Tax havens may also be used illegally to hide money from tax authorities at home.  In recent times, tax havens are under increasing international political pressure to cooperate with foreign tax fraud inquiries.

Being on the EU’s blacklist affects doing business with its 27 member countries. Blacklisted countries are taxed higher than others, which discourages companies from doing business with them. Plus, there’s the reputational damage, you know, the stigma of being blacklisted.

Now, Belize’s Government has come out to say they reject being added to the list because the EU assessment relied on outdated information. But that’s literally the reason the EU gave for them being added to the list in the first place.

The EU said that the new countries on the list failed to provide enough tax information on request.

But according to the Belizean Government, it gives the appearance that they’re not committed to strengthening their tax framework.

The Government said they’ve already taken significant steps to address the deficiencies that the EU had identified in their tax laws – but again that info wasn’t given to the EU’s council. So they’re working on a better procedure to exchange information with the EU to avoid another situation like this.

Now, Belize can submit a request for a supplementary review, which could get them off the list sooner. But the Government said the earliest they can submit that is July 2024. 

Meanwhile, Antigua and Barbuda’s government is calling the move a bullying tactic.
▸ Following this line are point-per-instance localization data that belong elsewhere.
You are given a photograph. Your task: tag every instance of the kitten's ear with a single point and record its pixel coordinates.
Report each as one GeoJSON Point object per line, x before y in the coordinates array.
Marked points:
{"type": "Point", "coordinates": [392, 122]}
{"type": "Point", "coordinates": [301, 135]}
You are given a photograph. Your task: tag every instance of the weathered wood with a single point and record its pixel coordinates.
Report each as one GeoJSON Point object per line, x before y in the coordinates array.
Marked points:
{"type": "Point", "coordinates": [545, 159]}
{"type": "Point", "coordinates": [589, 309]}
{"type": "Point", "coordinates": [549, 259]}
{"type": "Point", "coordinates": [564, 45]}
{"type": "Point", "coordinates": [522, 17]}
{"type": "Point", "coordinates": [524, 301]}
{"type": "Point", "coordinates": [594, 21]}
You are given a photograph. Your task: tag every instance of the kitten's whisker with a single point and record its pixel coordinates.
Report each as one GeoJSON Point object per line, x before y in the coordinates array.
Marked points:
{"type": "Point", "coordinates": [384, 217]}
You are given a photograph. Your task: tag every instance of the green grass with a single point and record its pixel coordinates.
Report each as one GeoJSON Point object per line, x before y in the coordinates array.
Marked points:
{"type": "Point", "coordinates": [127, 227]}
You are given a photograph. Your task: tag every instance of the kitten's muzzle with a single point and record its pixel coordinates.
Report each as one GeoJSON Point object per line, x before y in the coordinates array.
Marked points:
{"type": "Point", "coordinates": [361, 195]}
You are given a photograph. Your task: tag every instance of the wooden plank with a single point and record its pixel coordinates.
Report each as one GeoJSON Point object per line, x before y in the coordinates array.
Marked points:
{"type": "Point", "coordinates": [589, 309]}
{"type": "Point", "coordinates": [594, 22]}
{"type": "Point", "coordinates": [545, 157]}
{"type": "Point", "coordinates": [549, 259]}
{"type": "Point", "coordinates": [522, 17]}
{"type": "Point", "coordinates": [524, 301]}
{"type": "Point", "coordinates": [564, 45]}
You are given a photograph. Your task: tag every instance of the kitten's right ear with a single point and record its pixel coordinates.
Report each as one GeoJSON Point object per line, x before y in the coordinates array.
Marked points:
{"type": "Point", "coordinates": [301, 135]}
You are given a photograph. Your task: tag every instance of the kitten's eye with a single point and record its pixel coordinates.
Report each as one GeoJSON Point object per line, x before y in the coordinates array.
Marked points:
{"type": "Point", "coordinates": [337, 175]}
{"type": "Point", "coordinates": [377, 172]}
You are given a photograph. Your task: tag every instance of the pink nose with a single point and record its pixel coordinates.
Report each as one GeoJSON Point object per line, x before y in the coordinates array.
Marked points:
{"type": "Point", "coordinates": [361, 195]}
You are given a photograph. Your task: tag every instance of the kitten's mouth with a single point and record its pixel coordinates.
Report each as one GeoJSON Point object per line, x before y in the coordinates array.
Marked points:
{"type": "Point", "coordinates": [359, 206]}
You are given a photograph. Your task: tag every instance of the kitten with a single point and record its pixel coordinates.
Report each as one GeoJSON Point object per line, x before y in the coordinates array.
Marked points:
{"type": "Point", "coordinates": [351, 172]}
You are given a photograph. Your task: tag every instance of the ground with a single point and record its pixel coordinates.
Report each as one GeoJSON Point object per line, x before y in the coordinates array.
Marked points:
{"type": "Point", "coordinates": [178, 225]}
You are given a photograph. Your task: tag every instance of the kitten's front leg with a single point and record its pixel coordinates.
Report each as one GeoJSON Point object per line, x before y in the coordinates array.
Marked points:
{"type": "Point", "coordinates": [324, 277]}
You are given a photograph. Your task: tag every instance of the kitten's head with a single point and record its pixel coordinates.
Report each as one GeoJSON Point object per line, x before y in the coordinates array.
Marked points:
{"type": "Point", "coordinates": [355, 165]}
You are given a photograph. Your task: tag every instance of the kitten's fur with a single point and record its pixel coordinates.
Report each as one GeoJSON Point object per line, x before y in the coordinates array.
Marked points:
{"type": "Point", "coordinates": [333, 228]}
Information Minister Melford Nicholas said it’s unfair that small island states are always having to amend their laws to meet these international regulations. 

The Minister also said that pressure to adapt to international standards has wiped out the offshore banking sector in countries like Antigua.

But, since it is what it is, the minister said whatever issues caused the country to be placed on the EU blacklist will be corrected soon. 

So, for now Belize and Antigua and Barbuda will have to stay on the blacklist… and that’s the bottom line.